For seasonal operations — such as homebuilders, farms, landscaping companies, recreational facilities and many nonprofits — using a one-size-fits-all approach can throw budgets off, sometimes dramatically. It’s critical to identify peak sales and production times, forecast your cash flow needs and plan accordingly.
Account for everything
Effective cash flow management requires anticipating and capturing every expense and incoming payment, as well as — to the greatest extent possible — the exact timing of each payable and receivable. But pinpointing exact costs and expenditures for every day of the week can be challenging.
Companies can face an array of additional costs, overruns and payment delays. Although inventorying all possible expenses can be a tedious and time-consuming exercise, it can help avoid problems down the road.
Seek sources of contingency funding
As your business expands or contracts, a dedicated line of credit with a bank can help meet your cash flow needs, including any periodic cash shortages. Interest rates on these credit lines can be comparatively high compared to other types of loans. So, lines of credit typically are used to cover only short-term operational costs, such as payroll and supplies. They also may require significant collateral and personal guarantees from the company’s owners.

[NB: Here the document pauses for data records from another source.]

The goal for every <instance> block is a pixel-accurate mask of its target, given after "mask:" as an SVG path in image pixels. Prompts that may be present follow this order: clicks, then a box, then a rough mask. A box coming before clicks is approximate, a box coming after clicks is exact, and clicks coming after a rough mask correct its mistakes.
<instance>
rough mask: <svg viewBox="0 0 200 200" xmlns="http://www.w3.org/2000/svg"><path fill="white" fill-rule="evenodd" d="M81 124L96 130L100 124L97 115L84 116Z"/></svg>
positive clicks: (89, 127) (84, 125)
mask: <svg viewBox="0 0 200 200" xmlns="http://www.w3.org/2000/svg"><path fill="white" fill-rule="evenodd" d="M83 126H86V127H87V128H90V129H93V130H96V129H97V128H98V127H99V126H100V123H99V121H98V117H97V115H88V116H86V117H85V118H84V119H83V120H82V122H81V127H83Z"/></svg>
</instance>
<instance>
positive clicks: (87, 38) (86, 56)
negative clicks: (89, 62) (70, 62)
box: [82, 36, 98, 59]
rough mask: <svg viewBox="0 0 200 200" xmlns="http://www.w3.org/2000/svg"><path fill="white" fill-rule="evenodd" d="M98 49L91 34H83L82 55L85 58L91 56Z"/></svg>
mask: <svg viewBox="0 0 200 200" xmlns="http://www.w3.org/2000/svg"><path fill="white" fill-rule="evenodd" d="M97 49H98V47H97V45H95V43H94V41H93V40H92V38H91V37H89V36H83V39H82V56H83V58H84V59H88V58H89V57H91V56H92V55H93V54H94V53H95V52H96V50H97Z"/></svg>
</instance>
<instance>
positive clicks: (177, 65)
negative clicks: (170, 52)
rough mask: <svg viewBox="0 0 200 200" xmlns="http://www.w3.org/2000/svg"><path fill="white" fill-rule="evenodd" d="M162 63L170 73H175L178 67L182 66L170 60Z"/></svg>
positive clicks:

Identify potential obstacles
For most companies, the biggest cash flow obstacle is slow collections from customers. Your business should invoice customers in a timely manner and offer easy, convenient ways for customers to pay (such as online bill pay). For new customers, it’s important to perform a thorough credit check to avoid delayed payments and write-offs.
Another common obstacle is poor resource management. Redundant machinery, misguided investments and oversize offices are just a few examples of poorly managed expenses and overhead that can negatively affect cash flow.
Adjusting as you grow and adapt
Your company’s cash flow needs today likely aren’t what they were three years ago — or even six months ago. And they’ll probably change as you continue to adjust to the new normal. That’s why it’s important to make cash flow forecasting an integral part of your overall business planning.